The vitamin C in lemon juice helps your body to absorb the plant-based iron from leafy green foods such as kale, rocket, spinach and watercress.
'The vitamin C in lemon juice helps your body to absorb the plant-based iron.'
Our favourite way to accommodate this bioavailability hack is to make a fresh vinaigrette with lemon juice, apple cider vinegar and olive oil. You can try our Orange and Parsley Dressing and substitute the orange for lemon juice.
This one is pretty simple. Fat, when added to tomatoes, increases the bioavailability of tomatoes most potent nutrient; lycopene. If you make bolognese sauce, or a fresh tomato salad, drizzle olive oil over the top just before serving.
This one is a very tasty - and little known - hack that is great for BBQs in the warmer months! Kiwi Fruit contains natural digestive enzymes such as protease that begins the breakdown of proteins in meat. If you feel heavy or sluggish after eating red meat, try putting a couple of slices of kiwi fruit on top of your steak for thirty minutes before cooking.
'Kiwi Fruit contains natural digestive enzymes such as protease that begins the breakdown of proteins in meat.'
This hack is especially important if you have a thyroid condition. A study published in The Journal of Human Nutrition and Dietetics found that steaming vegetables - as opposed to boiling - retains the phytochemicals and nutrients of vegetables while reducing the risk of goitrogens when consumed raw.
'Steaming vegetables - as opposed to boiling - retains the phytochemicals and nutrients of vegetables...'
Goitrogens are substances found in food that disrupt the production of thyroid hormone by interfering with iodine uptake in the thyroid gland.
One of the criticisms of the Paleo diet - which eschews grains and legumes - is that there are traditional cultures the world over who rely on grains and legumes as dietary staples.

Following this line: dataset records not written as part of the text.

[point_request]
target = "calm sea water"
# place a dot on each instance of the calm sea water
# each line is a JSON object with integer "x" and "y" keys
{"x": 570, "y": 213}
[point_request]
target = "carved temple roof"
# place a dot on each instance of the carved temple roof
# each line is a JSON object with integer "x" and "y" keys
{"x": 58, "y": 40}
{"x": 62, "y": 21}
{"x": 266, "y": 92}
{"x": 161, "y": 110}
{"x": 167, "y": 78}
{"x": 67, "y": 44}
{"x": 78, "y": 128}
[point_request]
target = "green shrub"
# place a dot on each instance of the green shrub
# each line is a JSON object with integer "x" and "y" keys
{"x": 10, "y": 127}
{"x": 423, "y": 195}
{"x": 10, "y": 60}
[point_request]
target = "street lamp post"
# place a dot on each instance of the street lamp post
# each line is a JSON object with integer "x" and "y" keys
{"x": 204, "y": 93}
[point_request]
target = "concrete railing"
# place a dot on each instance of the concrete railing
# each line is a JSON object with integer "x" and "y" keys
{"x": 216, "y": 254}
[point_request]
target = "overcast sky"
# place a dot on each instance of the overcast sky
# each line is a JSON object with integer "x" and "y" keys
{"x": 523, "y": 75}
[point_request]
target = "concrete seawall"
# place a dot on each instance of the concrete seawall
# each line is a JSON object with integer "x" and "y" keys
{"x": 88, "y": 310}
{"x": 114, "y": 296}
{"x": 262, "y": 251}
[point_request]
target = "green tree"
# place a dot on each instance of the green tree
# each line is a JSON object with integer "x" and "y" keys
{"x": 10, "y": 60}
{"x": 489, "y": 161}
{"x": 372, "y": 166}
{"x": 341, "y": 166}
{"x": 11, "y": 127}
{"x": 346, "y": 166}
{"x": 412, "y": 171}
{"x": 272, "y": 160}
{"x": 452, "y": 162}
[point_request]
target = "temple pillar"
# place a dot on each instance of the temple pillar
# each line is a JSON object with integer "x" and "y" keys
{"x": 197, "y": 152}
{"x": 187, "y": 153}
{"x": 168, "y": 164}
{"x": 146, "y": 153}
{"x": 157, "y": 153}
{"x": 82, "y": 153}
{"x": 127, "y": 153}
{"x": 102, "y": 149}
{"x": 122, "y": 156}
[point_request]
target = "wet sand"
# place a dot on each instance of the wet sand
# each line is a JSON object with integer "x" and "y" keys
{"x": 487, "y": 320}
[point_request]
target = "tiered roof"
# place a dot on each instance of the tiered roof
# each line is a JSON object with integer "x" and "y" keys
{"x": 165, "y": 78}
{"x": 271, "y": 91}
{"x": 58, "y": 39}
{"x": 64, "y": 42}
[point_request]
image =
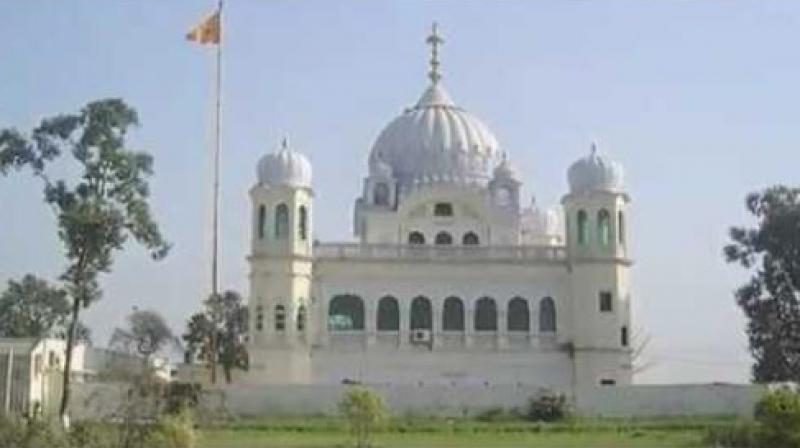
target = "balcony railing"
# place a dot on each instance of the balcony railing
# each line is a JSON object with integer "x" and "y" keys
{"x": 358, "y": 251}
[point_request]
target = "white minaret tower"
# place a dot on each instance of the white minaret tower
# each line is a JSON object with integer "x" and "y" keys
{"x": 597, "y": 242}
{"x": 280, "y": 269}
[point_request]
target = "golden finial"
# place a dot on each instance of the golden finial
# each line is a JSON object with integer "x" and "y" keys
{"x": 434, "y": 40}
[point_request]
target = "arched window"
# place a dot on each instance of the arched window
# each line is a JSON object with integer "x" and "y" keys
{"x": 346, "y": 313}
{"x": 388, "y": 314}
{"x": 443, "y": 209}
{"x": 421, "y": 314}
{"x": 259, "y": 318}
{"x": 486, "y": 314}
{"x": 443, "y": 239}
{"x": 281, "y": 221}
{"x": 604, "y": 227}
{"x": 381, "y": 194}
{"x": 547, "y": 315}
{"x": 302, "y": 227}
{"x": 470, "y": 239}
{"x": 583, "y": 227}
{"x": 280, "y": 318}
{"x": 301, "y": 318}
{"x": 416, "y": 238}
{"x": 262, "y": 221}
{"x": 453, "y": 314}
{"x": 519, "y": 318}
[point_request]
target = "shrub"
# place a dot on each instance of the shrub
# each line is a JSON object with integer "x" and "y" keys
{"x": 22, "y": 433}
{"x": 365, "y": 411}
{"x": 778, "y": 413}
{"x": 741, "y": 434}
{"x": 547, "y": 408}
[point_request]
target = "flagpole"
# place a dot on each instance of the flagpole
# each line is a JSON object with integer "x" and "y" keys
{"x": 215, "y": 207}
{"x": 217, "y": 144}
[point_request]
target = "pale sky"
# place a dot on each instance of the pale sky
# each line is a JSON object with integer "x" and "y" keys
{"x": 698, "y": 100}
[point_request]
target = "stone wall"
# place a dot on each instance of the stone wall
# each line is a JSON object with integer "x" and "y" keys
{"x": 93, "y": 400}
{"x": 441, "y": 400}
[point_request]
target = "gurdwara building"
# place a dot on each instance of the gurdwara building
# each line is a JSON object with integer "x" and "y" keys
{"x": 451, "y": 279}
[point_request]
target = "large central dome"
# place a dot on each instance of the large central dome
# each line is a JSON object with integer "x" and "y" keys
{"x": 436, "y": 139}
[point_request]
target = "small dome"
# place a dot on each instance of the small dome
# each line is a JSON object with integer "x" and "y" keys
{"x": 436, "y": 138}
{"x": 594, "y": 173}
{"x": 504, "y": 170}
{"x": 285, "y": 167}
{"x": 379, "y": 168}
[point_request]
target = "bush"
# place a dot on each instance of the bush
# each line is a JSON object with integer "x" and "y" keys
{"x": 547, "y": 408}
{"x": 24, "y": 433}
{"x": 778, "y": 414}
{"x": 741, "y": 434}
{"x": 364, "y": 410}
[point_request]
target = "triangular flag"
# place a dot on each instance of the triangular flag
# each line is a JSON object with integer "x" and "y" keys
{"x": 208, "y": 31}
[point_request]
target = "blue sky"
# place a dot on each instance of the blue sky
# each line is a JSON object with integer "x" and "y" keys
{"x": 698, "y": 100}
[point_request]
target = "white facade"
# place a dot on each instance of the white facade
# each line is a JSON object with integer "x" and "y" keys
{"x": 452, "y": 280}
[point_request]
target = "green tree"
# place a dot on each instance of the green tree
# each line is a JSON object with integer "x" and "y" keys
{"x": 365, "y": 411}
{"x": 770, "y": 299}
{"x": 100, "y": 203}
{"x": 147, "y": 333}
{"x": 219, "y": 330}
{"x": 32, "y": 308}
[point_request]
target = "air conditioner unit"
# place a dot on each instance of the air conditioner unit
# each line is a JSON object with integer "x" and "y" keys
{"x": 420, "y": 336}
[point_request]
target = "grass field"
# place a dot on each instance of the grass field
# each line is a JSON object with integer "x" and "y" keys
{"x": 330, "y": 432}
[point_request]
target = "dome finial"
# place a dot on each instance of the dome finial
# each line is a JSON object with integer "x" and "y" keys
{"x": 434, "y": 40}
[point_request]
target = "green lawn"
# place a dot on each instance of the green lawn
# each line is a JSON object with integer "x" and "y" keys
{"x": 261, "y": 439}
{"x": 330, "y": 432}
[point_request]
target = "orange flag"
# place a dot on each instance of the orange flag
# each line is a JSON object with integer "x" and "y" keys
{"x": 206, "y": 32}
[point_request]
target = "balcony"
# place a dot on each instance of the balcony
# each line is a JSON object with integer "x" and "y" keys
{"x": 374, "y": 252}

The problem with this argument is that we have adopted these traditional foods such as rice, black beans and chickpeas to our modern lives without also adopting the traditional cooking methods of these cultures.

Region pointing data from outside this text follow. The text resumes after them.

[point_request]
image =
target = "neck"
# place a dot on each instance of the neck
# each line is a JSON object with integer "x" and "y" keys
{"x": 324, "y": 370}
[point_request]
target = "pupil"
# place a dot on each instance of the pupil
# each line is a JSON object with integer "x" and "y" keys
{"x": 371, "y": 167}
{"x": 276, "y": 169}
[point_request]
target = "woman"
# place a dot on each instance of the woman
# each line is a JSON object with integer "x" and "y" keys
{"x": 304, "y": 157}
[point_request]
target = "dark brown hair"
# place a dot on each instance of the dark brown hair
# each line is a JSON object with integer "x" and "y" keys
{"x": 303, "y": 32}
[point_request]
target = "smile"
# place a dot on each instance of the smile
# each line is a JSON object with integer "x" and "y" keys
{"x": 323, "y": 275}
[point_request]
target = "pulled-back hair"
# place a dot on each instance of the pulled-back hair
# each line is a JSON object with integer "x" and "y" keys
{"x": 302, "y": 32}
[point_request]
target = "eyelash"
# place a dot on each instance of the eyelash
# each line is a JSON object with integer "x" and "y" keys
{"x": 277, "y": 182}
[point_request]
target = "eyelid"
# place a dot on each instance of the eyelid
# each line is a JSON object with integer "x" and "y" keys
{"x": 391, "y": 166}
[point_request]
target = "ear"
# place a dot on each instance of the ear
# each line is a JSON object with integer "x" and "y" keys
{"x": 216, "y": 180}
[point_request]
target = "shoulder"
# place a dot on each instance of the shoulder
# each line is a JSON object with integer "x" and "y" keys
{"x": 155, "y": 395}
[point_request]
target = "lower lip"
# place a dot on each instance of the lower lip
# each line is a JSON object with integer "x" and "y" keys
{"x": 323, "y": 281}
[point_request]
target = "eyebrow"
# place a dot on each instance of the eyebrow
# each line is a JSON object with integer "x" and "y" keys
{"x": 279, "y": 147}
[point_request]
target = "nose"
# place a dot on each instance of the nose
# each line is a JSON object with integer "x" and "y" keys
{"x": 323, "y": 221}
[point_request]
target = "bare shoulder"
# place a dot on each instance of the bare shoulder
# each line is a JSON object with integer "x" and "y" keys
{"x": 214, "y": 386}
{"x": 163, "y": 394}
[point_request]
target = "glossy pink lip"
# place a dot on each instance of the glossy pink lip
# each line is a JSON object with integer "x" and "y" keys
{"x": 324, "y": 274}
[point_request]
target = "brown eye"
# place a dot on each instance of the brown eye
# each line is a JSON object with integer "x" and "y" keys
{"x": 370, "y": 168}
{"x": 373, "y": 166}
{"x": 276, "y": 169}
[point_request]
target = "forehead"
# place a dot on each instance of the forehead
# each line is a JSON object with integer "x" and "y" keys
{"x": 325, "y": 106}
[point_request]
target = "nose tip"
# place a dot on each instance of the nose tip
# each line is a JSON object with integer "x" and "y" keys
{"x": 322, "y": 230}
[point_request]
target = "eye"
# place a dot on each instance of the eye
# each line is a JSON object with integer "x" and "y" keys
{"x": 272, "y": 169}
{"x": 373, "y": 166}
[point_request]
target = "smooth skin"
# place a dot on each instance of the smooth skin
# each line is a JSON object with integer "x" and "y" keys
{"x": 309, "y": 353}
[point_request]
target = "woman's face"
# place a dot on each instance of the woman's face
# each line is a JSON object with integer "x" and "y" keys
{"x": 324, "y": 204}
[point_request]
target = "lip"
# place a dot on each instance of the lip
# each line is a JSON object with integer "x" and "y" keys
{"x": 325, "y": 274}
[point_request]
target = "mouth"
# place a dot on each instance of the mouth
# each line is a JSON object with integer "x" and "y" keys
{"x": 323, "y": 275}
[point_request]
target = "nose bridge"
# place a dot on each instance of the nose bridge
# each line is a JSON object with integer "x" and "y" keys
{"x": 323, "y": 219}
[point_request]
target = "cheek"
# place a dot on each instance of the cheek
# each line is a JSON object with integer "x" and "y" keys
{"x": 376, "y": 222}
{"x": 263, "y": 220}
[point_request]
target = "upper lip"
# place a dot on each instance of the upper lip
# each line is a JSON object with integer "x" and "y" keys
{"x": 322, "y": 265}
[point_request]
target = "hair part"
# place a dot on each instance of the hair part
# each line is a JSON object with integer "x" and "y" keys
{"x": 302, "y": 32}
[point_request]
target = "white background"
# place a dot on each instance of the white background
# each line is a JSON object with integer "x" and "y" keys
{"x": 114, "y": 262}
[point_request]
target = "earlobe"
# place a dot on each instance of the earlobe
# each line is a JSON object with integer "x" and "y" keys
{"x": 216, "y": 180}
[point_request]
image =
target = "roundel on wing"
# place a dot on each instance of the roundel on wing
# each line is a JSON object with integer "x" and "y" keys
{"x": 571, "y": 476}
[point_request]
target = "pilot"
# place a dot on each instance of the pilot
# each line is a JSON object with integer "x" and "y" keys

'We have adopted these traditional foods such as rice, black beans and chickpeas to our modern lives without also adopting the traditional cooking methods of these cultures.'
In traditional Japanese cooking, a stick of kombu - seaweed - is added to a pot of legumes when cooking. The iodine in the seaweed helps to break down the phytates and softens the beans, making them more digestible.
Similarly, many traditional Indian dishes using rice or lentils are cooking with Asafoetida. This spice is a traditional digestive aid in ancient Ayurvedic medicine. Adding it to grains helps make them easier to digest.
Here at BePure we also use the term in relation to our products. Different nutrients come in many different forms. Take magnesium for instance. Magnesium can be oxidised or it can be chelated.
'Different nutrients come in many different forms.'
In oxidised form it has poor bioavailability (less than 4%) but can be used short-term for the relief of constipation or stomach upsets. In BePure One we use Magnesium Chelate which is the combination of magnesium with another amino acid to help with absorption. Given magnesium is required for over 300 enzymatic functions within our bodies, it’s important to us to use the most effective form in our products.
Our Super Boost C also contains zinc and calcium to help your body better absorb the vitamin C. It’s important when choosing nutritional support to not just look at the total amount of nutrients in the product, but also the forms of each nutrient and the other vitamins and minerals it is paired with.